Summary: Score-based diffusion via SDEs, the unifying view

The previous three lessons derived the same trained network and the same noise-prediction loss from three different starting points. This lesson made the equivalence formal via continuous-time stochastic differential equations.

What this lesson did

Wrote the forward SDE that the DDPM Markov chain is a discretization of (variance-preserving form for DDPM; variance-exploding form for the NCSN framework from L11).
Wrote the reverse SDE that runs from standard noise back to the data distribution; the drift involves the score function of the noised distribution at every time. The Anderson reverse-time SDE result is what makes this work.
Connected the noise predictor and the score function by a fixed scalar: the score equals the negative noise prediction divided by the cumulative noise standard deviation. L11 and L12 produce the same network with the same loss, viewed through two equivalent mathematical lenses.
Derived the probability flow ODE (a deterministic ODE whose marginals match the reverse SDE), which gives both a deterministic sampler (the L13 DDIM mechanism formally) and a tractable likelihood evaluation (the answer to L9’s “indirect” entry for diffusion).
Placed L11, L12, L13, L14 on one map: one continuous-time framework, three discretizations, three samplers, one trained network.

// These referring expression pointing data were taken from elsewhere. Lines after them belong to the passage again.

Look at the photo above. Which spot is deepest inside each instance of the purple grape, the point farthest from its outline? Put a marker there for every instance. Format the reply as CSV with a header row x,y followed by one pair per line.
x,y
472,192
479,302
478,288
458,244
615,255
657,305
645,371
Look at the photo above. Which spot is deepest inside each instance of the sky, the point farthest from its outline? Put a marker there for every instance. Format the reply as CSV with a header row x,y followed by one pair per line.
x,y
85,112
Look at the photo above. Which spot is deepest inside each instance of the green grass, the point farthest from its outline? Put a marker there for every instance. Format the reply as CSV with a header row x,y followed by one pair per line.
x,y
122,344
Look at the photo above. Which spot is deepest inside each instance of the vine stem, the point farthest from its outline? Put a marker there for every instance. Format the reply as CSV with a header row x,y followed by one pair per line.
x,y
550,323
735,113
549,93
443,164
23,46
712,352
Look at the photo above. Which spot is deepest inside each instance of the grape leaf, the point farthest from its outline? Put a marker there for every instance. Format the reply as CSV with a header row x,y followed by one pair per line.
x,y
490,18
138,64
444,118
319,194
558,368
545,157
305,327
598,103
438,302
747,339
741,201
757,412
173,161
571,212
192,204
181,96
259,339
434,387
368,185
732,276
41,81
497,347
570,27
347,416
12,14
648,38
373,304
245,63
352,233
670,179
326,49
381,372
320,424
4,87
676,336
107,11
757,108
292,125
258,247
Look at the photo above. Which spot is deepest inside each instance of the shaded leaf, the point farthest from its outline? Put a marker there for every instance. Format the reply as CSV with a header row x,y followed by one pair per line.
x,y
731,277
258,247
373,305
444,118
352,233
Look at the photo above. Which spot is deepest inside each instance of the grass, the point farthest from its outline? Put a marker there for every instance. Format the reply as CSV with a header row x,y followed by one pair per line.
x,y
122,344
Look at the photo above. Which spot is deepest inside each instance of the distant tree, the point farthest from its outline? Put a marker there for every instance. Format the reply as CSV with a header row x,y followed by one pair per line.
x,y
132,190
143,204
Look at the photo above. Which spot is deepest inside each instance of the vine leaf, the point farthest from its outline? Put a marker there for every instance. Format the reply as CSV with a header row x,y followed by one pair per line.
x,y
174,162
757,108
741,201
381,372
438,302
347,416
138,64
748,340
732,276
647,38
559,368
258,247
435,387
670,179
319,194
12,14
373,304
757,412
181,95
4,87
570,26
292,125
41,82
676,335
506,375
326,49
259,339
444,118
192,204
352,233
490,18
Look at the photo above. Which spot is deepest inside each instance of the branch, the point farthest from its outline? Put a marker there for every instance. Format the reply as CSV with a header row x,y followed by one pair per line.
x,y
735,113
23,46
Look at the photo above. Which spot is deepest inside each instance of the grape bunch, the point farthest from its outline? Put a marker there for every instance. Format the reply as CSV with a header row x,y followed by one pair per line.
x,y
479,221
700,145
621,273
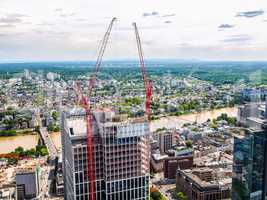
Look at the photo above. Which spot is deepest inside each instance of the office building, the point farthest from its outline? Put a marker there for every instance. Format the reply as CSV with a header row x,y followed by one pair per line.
x,y
204,183
165,141
28,183
121,156
250,164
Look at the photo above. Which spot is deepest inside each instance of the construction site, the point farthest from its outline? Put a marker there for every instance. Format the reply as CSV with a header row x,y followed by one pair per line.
x,y
106,155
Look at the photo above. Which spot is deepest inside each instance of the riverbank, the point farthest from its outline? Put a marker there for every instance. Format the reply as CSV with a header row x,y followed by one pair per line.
x,y
8,144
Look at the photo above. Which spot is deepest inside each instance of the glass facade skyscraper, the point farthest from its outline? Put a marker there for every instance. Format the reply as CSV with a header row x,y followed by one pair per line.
x,y
249,167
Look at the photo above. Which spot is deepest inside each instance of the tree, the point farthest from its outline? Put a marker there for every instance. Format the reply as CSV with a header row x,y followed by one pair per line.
x,y
19,150
55,115
156,195
189,144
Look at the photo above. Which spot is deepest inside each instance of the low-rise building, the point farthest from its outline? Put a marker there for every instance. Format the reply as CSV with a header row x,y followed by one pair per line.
x,y
203,183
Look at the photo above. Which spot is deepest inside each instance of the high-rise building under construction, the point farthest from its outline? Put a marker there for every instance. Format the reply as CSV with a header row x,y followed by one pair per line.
x,y
121,156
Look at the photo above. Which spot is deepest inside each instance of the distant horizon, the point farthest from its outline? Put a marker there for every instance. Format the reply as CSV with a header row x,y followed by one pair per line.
x,y
21,61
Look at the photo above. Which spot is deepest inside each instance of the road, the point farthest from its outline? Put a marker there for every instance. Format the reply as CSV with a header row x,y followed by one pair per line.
x,y
164,186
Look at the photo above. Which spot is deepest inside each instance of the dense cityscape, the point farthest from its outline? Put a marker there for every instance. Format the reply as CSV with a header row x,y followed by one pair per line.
x,y
167,101
200,130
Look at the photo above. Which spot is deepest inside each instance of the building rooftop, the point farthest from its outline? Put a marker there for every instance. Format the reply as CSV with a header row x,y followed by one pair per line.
x,y
213,183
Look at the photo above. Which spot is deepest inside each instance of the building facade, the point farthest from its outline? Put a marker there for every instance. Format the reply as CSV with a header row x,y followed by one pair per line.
x,y
203,184
28,184
250,165
165,141
121,156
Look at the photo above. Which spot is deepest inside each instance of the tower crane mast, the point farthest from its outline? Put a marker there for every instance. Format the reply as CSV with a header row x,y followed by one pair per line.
x,y
85,103
147,82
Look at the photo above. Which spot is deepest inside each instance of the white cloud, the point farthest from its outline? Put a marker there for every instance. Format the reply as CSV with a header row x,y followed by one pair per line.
x,y
59,29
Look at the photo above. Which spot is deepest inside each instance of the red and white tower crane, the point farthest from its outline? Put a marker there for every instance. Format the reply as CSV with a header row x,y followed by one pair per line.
x,y
147,82
84,101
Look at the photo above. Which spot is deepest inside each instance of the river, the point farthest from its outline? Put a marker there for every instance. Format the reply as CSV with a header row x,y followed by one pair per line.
x,y
8,144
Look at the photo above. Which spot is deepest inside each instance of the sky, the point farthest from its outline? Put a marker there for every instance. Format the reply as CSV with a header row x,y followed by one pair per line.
x,y
50,30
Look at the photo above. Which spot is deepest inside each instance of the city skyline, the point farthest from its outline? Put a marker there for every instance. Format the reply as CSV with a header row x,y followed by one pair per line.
x,y
205,30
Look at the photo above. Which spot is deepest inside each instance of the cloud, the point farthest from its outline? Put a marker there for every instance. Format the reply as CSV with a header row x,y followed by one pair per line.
x,y
250,14
168,22
154,13
58,10
45,24
237,38
225,26
169,15
3,35
10,20
67,15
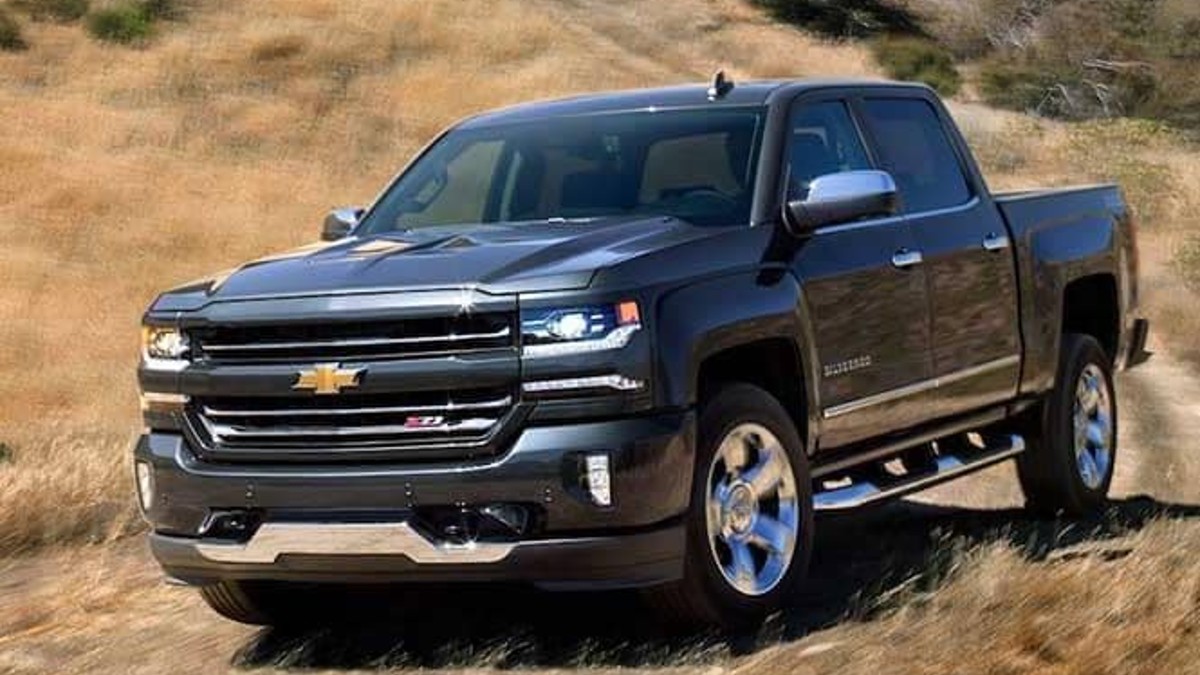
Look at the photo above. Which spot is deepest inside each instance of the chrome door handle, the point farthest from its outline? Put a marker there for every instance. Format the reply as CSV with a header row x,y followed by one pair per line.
x,y
904,257
995,242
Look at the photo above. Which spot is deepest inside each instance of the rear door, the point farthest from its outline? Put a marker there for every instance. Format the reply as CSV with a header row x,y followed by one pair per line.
x,y
967,257
868,314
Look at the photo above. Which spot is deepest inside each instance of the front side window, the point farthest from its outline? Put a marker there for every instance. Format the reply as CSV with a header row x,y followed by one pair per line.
x,y
822,141
915,149
693,165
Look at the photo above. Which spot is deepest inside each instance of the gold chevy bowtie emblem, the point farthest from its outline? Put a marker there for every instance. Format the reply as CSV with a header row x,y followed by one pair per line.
x,y
328,378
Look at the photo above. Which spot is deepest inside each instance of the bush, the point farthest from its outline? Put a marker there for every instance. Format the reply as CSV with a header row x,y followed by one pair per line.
x,y
10,34
53,10
125,24
162,10
845,18
918,60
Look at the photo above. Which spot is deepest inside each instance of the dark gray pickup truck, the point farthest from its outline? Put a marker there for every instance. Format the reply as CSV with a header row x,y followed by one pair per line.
x,y
635,340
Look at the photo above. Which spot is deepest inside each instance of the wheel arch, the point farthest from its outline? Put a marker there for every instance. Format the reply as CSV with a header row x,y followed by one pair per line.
x,y
739,329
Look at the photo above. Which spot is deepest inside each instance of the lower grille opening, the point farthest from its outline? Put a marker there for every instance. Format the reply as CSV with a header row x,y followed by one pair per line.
x,y
255,426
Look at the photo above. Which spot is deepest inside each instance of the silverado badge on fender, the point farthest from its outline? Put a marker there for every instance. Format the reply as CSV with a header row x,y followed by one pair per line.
x,y
328,378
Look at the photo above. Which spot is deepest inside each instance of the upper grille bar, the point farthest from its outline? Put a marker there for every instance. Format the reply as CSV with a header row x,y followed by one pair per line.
x,y
378,410
226,432
359,342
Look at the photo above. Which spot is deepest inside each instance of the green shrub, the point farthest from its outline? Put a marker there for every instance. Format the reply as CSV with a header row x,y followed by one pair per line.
x,y
125,24
918,60
162,10
10,33
53,10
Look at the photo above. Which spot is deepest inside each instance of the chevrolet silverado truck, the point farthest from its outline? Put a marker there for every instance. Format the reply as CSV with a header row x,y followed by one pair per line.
x,y
635,340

What to remember in three lines

The forward process is an SDE. The DDPM Markov chain is the discretization of the variance-preserving form; the L11 NCSN framework is the variance-exploding form. The reverse process is also an SDE, whose drift involves the score function of the noised distribution.
The noise predictor and the score function are the same vector up to a fixed scalar. The score equals the negative noise prediction divided by the cumulative noise standard deviation. L11 and L12 train the same network with the same loss; the framing differs.
The probability flow ODE is the deterministic sampler with tractable likelihood. Integrating the ODE backward in time produces a deterministic sample (L13 DDIM is approximately this). Integrating it forward and tracking the log-determinant of the Jacobian gives a tractable log-likelihood evaluation, the answer to L9’s “indirect” entry for diffusion.

Where this is going

The capstone (lesson 15) returns to L1’s four-paradigm map with all the math filled in. Autoregressive language models, GAN-based face generators, latent-diffusion image generators, and modern hybrid systems each get placed explicitly. The map you opened the track with becomes the map you close it with, this time with every paradigm’s training objective, sampling procedure, and trade-off characterized in full.